Select before Act: Spatially Decoupled Action Repetition for Continuous Control

Published: 22 Jan 2025, Last Modified: 06 Mar 2025ICLR 2025 PosterEveryoneRevisionsBibTeXCC BY 4.0
Keywords: Reinforcement Learning, Action Repetition
TL;DR: A novel reinforcement learning method introduces an act-or-repeat mechanism for individual action dimensions, enhancing sample efficiency and final performance with reduced action fluctuation.

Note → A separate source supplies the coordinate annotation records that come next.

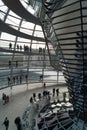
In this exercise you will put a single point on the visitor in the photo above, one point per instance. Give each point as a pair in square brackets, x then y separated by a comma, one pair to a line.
[4, 98]
[18, 123]
[6, 123]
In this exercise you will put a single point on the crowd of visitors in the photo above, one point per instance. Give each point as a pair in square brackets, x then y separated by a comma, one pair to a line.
[17, 122]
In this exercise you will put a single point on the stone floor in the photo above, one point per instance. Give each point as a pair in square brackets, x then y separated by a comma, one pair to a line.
[19, 100]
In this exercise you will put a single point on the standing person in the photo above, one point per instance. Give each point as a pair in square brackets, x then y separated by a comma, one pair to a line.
[6, 123]
[18, 123]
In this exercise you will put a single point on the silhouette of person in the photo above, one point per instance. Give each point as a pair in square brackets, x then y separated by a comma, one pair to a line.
[6, 123]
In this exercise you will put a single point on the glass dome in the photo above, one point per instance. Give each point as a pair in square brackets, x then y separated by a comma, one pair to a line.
[24, 56]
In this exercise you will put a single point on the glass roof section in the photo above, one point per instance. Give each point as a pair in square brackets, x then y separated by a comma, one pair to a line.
[24, 57]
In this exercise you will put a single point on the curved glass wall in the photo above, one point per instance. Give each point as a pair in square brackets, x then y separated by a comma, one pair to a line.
[24, 53]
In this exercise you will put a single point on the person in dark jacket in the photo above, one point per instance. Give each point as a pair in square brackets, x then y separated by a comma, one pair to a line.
[6, 123]
[17, 121]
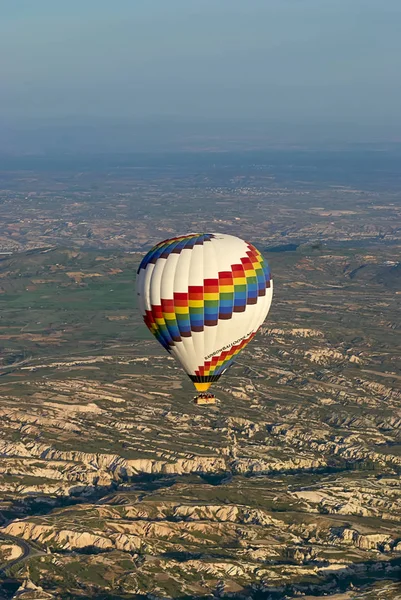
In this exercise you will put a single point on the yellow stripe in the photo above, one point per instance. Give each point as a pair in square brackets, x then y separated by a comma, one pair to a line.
[169, 316]
[196, 303]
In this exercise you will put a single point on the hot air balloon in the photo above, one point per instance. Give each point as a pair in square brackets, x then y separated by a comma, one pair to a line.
[204, 297]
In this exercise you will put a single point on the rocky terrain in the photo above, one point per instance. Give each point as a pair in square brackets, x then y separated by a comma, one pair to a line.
[114, 485]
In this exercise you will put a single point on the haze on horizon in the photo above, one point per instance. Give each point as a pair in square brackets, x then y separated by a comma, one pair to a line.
[296, 69]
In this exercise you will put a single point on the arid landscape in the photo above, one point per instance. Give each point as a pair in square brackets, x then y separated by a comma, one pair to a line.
[113, 484]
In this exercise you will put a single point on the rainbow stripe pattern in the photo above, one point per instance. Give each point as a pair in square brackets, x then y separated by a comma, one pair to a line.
[174, 246]
[203, 306]
[219, 363]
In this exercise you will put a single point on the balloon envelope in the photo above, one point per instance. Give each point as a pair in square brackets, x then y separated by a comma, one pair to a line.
[204, 296]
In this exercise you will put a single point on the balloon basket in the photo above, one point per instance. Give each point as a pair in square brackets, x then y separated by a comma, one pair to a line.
[204, 399]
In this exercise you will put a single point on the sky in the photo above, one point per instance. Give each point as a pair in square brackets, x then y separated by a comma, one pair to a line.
[297, 62]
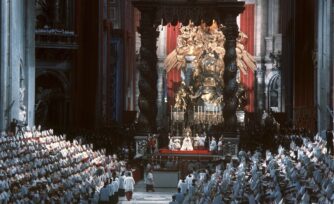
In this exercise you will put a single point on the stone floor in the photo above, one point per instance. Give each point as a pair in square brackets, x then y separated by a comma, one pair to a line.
[140, 196]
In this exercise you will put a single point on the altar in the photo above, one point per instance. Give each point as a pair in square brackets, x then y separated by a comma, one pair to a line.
[210, 99]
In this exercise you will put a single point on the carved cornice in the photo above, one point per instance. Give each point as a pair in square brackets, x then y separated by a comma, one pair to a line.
[183, 11]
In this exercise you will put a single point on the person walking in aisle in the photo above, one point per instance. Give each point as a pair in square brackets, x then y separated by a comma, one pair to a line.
[129, 185]
[149, 181]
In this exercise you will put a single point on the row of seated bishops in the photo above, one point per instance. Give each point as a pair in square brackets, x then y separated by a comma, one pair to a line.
[40, 167]
[297, 174]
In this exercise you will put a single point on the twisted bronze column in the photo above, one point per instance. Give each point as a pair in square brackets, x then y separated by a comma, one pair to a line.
[147, 100]
[231, 101]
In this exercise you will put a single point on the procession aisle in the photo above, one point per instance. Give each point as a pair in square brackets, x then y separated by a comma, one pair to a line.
[160, 196]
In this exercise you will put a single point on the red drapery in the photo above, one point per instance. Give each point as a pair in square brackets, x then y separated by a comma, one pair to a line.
[247, 26]
[174, 75]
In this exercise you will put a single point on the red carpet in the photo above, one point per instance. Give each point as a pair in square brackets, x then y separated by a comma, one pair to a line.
[167, 151]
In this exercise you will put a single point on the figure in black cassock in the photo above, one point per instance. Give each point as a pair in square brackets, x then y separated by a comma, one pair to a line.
[329, 135]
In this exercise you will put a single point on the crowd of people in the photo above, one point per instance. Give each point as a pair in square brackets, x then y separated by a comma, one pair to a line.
[39, 167]
[301, 172]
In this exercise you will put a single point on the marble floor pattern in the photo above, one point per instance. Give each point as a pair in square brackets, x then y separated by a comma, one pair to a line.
[140, 196]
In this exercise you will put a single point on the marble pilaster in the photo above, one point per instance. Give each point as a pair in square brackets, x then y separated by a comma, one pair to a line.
[17, 62]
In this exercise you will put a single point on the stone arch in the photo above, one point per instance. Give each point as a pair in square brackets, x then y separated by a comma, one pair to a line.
[52, 99]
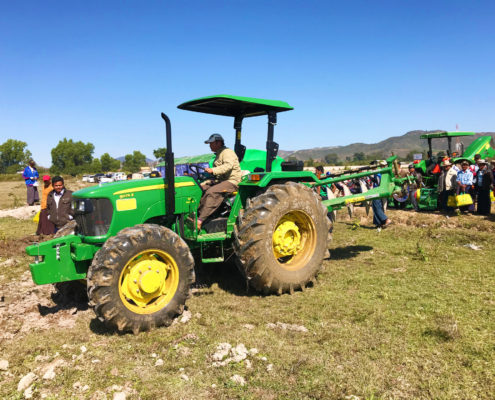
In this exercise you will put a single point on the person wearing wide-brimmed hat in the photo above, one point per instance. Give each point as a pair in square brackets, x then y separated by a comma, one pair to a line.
[465, 181]
[45, 226]
[31, 175]
[484, 184]
[446, 185]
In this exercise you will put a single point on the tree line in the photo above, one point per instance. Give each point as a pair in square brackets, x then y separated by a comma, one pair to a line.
[71, 158]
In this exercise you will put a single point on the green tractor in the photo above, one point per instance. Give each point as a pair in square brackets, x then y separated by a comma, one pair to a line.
[134, 240]
[430, 168]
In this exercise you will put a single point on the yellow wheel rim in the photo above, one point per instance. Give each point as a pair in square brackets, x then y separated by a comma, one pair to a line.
[294, 240]
[148, 281]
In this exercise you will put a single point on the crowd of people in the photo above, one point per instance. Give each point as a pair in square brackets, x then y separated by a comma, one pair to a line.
[462, 187]
[474, 182]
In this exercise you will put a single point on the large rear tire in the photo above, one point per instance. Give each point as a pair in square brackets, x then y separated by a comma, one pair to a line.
[282, 237]
[141, 278]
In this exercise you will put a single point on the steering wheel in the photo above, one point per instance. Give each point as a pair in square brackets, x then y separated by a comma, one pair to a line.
[197, 175]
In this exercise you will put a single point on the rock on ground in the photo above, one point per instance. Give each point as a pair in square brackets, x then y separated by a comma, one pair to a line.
[237, 379]
[287, 327]
[26, 381]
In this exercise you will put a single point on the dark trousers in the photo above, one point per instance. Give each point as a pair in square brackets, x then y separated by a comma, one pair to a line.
[484, 203]
[379, 217]
[32, 195]
[443, 199]
[412, 198]
[213, 197]
[468, 191]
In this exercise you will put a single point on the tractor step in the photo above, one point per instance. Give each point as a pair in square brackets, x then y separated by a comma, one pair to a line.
[212, 237]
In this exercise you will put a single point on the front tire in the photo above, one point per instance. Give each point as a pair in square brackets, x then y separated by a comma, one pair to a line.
[141, 278]
[282, 238]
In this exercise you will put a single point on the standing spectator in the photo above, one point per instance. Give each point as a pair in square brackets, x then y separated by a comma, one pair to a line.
[484, 184]
[413, 187]
[474, 169]
[31, 176]
[45, 227]
[59, 204]
[465, 183]
[446, 185]
[380, 220]
[319, 172]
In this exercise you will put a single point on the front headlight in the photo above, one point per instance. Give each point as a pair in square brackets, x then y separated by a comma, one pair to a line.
[82, 206]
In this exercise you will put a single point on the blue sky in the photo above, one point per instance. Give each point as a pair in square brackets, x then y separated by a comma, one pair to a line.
[355, 71]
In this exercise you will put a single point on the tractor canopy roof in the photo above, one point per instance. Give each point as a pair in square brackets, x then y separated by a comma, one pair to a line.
[444, 134]
[235, 106]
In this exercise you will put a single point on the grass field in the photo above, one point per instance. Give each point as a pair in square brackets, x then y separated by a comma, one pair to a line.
[405, 313]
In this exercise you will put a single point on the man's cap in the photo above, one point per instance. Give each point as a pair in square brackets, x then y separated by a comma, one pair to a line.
[213, 138]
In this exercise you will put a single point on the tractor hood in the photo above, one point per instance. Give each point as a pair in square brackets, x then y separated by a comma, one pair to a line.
[235, 106]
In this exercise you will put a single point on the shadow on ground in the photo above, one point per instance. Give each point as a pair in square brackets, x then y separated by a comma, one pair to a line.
[68, 295]
[226, 275]
[346, 252]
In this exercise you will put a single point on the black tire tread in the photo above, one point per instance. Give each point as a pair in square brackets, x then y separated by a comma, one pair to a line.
[250, 235]
[104, 272]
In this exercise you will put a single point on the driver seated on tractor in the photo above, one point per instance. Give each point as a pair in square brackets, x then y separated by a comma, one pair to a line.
[227, 175]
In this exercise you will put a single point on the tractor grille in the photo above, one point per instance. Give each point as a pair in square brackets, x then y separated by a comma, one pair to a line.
[96, 220]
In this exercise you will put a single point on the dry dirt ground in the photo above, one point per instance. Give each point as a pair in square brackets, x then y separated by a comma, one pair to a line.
[27, 309]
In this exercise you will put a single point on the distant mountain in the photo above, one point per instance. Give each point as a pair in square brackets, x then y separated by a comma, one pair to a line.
[399, 145]
[122, 159]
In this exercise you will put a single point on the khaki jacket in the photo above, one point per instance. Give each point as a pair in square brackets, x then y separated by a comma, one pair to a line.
[226, 166]
[59, 216]
[447, 181]
[44, 195]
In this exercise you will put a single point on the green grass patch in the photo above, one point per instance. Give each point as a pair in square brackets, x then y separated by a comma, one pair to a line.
[399, 314]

Abstract: Reinforcement Learning (RL) has achieved remarkable success in various continuous control tasks, such as robot manipulation and locomotion. Different to mainstream RL which makes decisions at individual steps, recent studies have incorporated action repetition into RL, achieving enhanced action persistence with improved sample efficiency and superior performance. However, existing methods treat all action dimensions as a whole during repetition, ignoring variations among them. This constraint leads to inflexibility in decisions, which reduces policy agility with inferior effectiveness. In this work, we propose a novel repetition framework called SDAR, which implements Spatially Decoupled Action Repetition through performing closed-loop act-or-repeat selection for each action dimension individually. SDAR achieves more flexible repetition strategies, leading to an improved balance between action persistence and diversity. Compared to existing repetition frameworks, SDAR is more sample efficient with higher policy performance and reduced action fluctuation. Experiments are conducted on various continuous control scenarios, demonstrating the effectiveness of spatially decoupled repetition design proposed in this work.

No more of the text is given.